Secondo la Pubblica Accusa, adoperatasi a seguito della querela della titolare dell’esercizio commerciale, la 39enne, al fine di trarne profitto, si sarebbe impossessate dell’incasso delle vendite di sigarette e consumazioni, nonché di alcuni gratta e vinci, cagionando all’azienda un grave danno patrimoniale di circa 20mila euro, abusando della propria qualità di cassiera dell’ esercizio commerciale e compiendo i fatti con la destrezza consistita nell’eludere le telecamere di videosorveglianza.

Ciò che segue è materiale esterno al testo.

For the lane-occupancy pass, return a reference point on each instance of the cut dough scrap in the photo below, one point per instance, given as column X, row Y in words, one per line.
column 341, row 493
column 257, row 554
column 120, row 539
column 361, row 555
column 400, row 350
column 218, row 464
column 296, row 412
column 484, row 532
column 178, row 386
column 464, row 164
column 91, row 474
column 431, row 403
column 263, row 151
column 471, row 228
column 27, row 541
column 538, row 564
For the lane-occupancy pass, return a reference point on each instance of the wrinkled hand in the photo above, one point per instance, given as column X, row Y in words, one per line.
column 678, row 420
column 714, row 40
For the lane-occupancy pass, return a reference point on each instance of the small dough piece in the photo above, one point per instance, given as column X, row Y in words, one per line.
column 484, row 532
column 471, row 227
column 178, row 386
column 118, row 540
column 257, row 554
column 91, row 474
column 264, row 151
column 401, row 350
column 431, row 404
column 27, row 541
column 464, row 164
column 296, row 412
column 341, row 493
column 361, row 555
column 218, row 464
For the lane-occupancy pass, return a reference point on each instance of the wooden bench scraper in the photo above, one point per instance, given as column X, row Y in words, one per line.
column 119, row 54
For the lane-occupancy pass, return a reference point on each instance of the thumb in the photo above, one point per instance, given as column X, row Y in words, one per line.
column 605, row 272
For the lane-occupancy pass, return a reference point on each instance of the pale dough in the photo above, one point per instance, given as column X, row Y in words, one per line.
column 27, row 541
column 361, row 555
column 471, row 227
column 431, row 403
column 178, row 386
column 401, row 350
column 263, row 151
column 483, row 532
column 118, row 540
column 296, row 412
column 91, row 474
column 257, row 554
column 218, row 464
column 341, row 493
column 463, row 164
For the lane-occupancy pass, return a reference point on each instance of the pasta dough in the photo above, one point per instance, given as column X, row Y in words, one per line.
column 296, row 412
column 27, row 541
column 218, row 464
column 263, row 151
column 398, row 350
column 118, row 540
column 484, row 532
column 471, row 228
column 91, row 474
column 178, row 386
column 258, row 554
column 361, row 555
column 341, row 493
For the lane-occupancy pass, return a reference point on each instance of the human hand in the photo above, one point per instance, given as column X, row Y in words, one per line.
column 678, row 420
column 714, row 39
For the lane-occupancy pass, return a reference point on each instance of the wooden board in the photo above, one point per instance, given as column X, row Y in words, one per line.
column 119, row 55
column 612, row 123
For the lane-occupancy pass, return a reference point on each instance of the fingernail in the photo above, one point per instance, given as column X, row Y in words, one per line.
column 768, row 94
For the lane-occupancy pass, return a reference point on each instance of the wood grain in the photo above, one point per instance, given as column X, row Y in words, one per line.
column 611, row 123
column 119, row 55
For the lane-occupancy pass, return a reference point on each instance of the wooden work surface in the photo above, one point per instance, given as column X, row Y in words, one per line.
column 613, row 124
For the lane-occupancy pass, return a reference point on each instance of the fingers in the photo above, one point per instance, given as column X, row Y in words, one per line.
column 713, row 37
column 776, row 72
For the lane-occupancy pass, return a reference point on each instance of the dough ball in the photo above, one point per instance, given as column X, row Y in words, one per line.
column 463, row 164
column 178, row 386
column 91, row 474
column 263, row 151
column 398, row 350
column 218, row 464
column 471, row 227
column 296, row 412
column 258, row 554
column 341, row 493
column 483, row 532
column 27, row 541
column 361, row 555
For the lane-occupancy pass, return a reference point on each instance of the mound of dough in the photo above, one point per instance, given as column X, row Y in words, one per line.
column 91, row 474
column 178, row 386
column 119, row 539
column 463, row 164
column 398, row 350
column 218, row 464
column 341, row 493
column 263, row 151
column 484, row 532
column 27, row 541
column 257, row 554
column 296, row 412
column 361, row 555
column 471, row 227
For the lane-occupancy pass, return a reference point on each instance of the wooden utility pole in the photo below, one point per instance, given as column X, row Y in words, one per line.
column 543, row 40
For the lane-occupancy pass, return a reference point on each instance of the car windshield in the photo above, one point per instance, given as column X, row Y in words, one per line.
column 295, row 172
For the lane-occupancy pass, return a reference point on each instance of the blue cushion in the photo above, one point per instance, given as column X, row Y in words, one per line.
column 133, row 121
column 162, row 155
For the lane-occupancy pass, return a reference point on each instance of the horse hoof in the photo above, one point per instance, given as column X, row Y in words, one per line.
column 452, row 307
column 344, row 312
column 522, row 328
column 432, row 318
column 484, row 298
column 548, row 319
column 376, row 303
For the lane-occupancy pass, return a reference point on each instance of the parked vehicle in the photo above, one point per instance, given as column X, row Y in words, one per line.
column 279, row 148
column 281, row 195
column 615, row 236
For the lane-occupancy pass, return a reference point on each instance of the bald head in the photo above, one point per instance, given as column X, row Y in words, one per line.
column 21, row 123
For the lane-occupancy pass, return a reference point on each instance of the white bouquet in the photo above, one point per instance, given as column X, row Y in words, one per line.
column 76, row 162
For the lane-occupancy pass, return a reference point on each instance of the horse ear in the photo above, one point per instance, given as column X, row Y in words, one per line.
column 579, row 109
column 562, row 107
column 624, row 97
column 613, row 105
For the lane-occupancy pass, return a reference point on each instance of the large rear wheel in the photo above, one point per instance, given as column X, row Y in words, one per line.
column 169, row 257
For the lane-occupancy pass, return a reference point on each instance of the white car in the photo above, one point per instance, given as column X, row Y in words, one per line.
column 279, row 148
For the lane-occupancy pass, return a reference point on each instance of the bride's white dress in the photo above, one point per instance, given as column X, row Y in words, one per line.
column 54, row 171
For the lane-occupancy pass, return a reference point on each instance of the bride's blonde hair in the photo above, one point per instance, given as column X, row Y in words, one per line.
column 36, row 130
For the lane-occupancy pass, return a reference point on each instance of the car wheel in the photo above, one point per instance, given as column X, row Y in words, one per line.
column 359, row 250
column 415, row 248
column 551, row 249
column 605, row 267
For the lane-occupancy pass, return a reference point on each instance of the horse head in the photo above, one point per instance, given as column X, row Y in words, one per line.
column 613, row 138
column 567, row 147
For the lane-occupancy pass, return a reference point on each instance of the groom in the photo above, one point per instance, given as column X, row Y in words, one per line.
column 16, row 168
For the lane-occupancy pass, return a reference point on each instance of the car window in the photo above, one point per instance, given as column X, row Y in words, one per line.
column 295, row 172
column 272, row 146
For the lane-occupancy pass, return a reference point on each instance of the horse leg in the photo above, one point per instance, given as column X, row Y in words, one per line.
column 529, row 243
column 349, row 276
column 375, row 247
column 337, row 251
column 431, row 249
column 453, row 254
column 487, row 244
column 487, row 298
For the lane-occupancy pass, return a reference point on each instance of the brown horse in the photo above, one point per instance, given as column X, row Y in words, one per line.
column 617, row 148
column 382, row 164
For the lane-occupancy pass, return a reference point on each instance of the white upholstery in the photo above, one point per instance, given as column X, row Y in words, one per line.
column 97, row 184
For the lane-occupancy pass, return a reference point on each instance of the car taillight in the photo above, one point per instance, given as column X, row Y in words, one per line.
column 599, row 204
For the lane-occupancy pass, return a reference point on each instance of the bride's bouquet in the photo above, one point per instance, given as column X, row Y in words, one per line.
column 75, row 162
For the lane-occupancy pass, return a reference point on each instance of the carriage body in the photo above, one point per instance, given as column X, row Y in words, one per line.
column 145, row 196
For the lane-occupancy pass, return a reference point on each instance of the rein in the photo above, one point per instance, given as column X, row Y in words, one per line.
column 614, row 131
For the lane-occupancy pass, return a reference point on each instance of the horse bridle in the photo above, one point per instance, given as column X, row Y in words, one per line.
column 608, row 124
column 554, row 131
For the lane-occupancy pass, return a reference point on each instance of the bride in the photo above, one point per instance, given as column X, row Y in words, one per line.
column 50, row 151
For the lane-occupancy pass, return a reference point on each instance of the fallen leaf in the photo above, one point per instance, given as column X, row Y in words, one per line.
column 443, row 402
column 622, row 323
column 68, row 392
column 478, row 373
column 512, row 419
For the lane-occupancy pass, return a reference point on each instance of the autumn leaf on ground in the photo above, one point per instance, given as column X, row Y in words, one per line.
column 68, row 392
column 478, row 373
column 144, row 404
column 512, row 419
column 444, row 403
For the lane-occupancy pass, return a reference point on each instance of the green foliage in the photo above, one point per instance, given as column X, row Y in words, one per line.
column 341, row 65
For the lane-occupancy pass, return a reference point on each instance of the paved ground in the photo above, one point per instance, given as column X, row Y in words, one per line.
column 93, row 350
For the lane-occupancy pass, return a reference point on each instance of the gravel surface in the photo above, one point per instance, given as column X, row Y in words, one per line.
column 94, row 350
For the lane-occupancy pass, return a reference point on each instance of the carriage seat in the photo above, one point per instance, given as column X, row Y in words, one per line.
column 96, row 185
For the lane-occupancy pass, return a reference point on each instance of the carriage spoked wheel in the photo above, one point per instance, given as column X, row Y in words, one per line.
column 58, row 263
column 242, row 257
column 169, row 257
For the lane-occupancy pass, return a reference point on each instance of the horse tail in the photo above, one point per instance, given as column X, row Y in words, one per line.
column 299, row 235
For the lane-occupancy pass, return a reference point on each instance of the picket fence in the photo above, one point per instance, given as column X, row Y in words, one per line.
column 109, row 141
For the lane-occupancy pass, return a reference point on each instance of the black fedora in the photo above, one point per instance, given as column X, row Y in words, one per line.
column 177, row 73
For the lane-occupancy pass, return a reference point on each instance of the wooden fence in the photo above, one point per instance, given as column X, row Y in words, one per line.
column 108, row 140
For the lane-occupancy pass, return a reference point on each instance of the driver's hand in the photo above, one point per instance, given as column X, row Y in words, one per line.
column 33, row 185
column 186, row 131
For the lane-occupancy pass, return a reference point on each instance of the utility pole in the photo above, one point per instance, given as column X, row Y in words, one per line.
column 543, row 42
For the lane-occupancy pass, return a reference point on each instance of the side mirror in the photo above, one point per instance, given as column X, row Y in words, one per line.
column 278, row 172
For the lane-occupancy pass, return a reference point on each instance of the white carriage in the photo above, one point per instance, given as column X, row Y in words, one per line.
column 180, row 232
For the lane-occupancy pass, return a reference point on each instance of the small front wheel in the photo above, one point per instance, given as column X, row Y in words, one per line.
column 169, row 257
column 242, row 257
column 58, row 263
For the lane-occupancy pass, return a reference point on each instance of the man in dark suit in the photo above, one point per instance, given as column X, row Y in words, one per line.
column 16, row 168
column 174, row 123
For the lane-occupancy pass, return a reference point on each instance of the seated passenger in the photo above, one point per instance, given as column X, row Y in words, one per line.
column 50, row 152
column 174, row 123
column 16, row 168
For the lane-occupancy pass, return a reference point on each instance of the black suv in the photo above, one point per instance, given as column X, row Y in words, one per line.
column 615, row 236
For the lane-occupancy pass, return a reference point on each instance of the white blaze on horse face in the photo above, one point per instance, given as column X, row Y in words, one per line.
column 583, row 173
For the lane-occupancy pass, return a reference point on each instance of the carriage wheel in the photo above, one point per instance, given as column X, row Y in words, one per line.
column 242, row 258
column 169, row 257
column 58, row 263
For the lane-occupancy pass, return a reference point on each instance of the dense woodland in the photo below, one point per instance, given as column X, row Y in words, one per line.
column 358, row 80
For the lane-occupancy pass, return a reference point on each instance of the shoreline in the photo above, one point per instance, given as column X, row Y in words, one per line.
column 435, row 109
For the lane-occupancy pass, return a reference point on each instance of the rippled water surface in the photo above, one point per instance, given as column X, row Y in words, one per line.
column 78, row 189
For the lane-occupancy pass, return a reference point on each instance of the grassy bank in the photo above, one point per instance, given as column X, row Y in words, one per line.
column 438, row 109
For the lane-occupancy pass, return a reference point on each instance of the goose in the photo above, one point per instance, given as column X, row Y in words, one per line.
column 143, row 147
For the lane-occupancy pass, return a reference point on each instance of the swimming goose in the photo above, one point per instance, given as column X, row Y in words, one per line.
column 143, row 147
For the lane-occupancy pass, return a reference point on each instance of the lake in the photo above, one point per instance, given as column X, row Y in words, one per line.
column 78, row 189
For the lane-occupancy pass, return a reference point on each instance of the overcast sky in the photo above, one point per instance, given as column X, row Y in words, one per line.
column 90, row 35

In particolare, sempre secondo l’accusa, la 39enne:
1)Ometteva di versare gli introiti in cassa, ma li lasciava sul bancone, sulla cassa o in altre zone non attenzionate, per poi riportarli nel proprio portafogli;
2) Provvedeva a riportare nel registratore di cassa importi minori rispetto agli scontrini fiscali rilasciati;
3) Digitava sulla cassa la voce “cambio monete”, anziché scontrino fiscale.
Il Tribunale di Benevento, accogliendo le tesi dell’Avvocato Vittorio Fucci e dell’Avvocato Daniela Martino, ha assolto la 39enne di Apice.